A fresh start for US-Soviet talks

THE meeting of Soviet Foreign Minister Andrei A. Gromyko and US Secretary of State George P. Shultz in Geneva Jan. 7 and 8 to renew arms control talks will at least end the unfortunate year-long hiatus due to the Soviet boycott of INF and START talks.

The announced aim is ambitious: to reach ''accords on the entire complex of questions concerning nuclear and space weapons.'' But the initial meetings can only be exploratory; at most they can fix a framework for pursuing actual negotiations which are bound to be lengthy even if both sides are serious.

At one level both probably are. The Soviets seem genuinely concerned about the President's ''star wars'' initiative and perhaps the US weapons buildup in general.
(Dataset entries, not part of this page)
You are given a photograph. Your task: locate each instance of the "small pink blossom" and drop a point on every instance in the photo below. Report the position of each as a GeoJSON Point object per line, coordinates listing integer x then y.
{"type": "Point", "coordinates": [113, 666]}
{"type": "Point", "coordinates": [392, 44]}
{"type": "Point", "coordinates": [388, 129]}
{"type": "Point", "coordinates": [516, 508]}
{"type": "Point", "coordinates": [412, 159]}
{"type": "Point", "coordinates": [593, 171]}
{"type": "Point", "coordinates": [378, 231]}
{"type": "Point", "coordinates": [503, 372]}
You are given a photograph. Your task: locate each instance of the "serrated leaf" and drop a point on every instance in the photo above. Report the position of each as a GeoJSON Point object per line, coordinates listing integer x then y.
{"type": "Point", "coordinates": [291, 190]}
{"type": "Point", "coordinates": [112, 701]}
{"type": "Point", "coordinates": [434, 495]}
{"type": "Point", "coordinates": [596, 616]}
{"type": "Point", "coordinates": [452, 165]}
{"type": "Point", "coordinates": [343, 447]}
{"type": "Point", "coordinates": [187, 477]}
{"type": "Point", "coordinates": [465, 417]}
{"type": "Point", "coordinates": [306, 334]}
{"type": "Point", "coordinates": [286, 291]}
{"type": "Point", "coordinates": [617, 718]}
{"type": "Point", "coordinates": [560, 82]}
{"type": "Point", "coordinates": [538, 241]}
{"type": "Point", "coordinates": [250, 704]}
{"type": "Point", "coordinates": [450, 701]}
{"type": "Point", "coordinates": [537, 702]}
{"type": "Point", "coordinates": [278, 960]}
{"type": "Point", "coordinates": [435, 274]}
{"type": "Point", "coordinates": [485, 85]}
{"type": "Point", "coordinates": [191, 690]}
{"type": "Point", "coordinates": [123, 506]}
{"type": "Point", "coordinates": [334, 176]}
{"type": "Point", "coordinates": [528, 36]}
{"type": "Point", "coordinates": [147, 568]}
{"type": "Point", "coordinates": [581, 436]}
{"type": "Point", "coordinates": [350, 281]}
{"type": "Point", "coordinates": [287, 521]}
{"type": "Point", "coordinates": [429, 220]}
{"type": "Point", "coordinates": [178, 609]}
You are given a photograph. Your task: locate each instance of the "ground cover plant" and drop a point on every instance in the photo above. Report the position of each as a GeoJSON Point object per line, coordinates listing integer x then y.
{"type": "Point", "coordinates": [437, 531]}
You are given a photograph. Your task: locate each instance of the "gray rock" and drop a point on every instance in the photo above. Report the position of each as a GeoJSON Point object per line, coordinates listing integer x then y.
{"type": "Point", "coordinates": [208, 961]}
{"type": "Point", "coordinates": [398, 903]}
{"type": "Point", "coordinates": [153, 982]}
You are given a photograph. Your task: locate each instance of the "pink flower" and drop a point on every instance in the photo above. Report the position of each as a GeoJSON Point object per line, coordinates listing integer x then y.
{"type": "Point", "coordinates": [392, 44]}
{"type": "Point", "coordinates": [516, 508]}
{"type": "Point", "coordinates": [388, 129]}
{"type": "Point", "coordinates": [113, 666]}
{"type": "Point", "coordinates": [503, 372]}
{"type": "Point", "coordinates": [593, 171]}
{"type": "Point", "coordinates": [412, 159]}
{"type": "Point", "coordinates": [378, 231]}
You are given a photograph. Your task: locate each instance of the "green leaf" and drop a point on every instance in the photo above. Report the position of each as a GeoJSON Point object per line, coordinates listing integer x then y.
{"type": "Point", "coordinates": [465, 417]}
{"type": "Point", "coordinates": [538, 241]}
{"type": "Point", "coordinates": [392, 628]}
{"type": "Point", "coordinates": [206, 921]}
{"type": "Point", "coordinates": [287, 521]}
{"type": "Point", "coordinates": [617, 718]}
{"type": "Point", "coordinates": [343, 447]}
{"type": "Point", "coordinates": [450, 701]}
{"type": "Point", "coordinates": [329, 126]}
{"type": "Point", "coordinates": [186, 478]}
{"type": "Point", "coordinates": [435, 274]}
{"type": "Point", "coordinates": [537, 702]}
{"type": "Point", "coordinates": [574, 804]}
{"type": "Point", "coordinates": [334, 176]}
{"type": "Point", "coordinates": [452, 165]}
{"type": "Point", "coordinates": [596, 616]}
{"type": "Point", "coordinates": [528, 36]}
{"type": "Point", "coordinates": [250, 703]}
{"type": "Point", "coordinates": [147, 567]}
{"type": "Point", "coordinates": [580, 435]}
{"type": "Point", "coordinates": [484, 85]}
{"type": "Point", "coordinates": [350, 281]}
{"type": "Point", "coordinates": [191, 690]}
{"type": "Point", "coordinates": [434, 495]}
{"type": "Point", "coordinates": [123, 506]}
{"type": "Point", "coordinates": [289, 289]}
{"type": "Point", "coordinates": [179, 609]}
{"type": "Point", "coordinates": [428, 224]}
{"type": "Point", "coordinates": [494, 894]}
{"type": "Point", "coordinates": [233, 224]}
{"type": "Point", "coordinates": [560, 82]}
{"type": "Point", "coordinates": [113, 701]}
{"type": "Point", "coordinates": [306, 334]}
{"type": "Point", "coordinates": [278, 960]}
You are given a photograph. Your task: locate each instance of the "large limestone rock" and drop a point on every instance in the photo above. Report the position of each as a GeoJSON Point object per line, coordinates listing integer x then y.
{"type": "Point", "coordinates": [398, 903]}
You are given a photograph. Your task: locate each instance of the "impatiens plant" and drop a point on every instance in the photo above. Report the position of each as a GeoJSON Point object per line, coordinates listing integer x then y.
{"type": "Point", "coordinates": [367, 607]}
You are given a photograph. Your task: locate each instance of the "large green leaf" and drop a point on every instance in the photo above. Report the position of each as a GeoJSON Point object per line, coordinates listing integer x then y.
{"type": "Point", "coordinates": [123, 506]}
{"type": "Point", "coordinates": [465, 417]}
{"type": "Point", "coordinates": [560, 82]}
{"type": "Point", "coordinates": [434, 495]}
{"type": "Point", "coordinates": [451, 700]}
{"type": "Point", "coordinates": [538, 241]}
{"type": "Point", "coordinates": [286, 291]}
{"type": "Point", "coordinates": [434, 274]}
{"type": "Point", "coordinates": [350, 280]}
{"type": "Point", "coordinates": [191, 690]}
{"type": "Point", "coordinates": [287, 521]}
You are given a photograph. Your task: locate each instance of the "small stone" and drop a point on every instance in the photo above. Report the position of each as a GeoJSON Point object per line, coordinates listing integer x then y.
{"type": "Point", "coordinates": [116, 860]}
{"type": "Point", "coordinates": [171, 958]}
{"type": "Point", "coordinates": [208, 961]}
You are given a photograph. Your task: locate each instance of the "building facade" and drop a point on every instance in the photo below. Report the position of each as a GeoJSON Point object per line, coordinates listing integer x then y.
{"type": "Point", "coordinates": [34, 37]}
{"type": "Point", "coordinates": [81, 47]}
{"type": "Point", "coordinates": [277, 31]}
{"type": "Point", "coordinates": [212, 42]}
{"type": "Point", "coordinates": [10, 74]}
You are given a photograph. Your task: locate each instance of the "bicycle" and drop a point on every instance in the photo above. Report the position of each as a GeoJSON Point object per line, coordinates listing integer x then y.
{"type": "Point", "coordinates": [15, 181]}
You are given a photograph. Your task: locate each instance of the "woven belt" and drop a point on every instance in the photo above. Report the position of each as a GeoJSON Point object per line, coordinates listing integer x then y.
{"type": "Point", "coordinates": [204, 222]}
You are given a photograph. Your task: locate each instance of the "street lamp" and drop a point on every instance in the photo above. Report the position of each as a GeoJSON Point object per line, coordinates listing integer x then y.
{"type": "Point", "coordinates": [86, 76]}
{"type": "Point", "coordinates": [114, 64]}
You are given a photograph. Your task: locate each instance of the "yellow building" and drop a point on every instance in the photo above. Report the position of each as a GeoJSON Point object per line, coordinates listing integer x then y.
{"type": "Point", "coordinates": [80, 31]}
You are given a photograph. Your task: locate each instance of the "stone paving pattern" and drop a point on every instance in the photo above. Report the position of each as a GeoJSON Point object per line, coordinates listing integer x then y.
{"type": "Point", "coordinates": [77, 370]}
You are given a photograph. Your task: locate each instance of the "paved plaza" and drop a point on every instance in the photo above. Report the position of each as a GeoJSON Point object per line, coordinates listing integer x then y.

And there is little reason to doubt that President Reagan would like history to record him as having bolstered peace.

But whether either side is prepared to compromise to reach agreements is a harder question. Soviet leader Konstantin U. Chernenko speaks of reviving the detente of the 1970s, which was badly oversold by Richard Nixon and Henry Kissinger. But the disillusion with the Soviet military buildup and actions to expand its influence hardly make that an attractive model in the US.

But what is Mr. Reagan willing to trade for Soviet reductions or restraint? That is unclear. He may be following Mr. Shultz rather than the Defense Department presently, but the tough choices are yet to come. Will Reagan decide to give up ''star wars,'' or to cut back on strategic systems like the MX, B-1, Stealth, Trident II, or cruise missiles in exchange for Soviet concessions? For such decisions the President would have to become more involved and overrule his Defense advisers (and others).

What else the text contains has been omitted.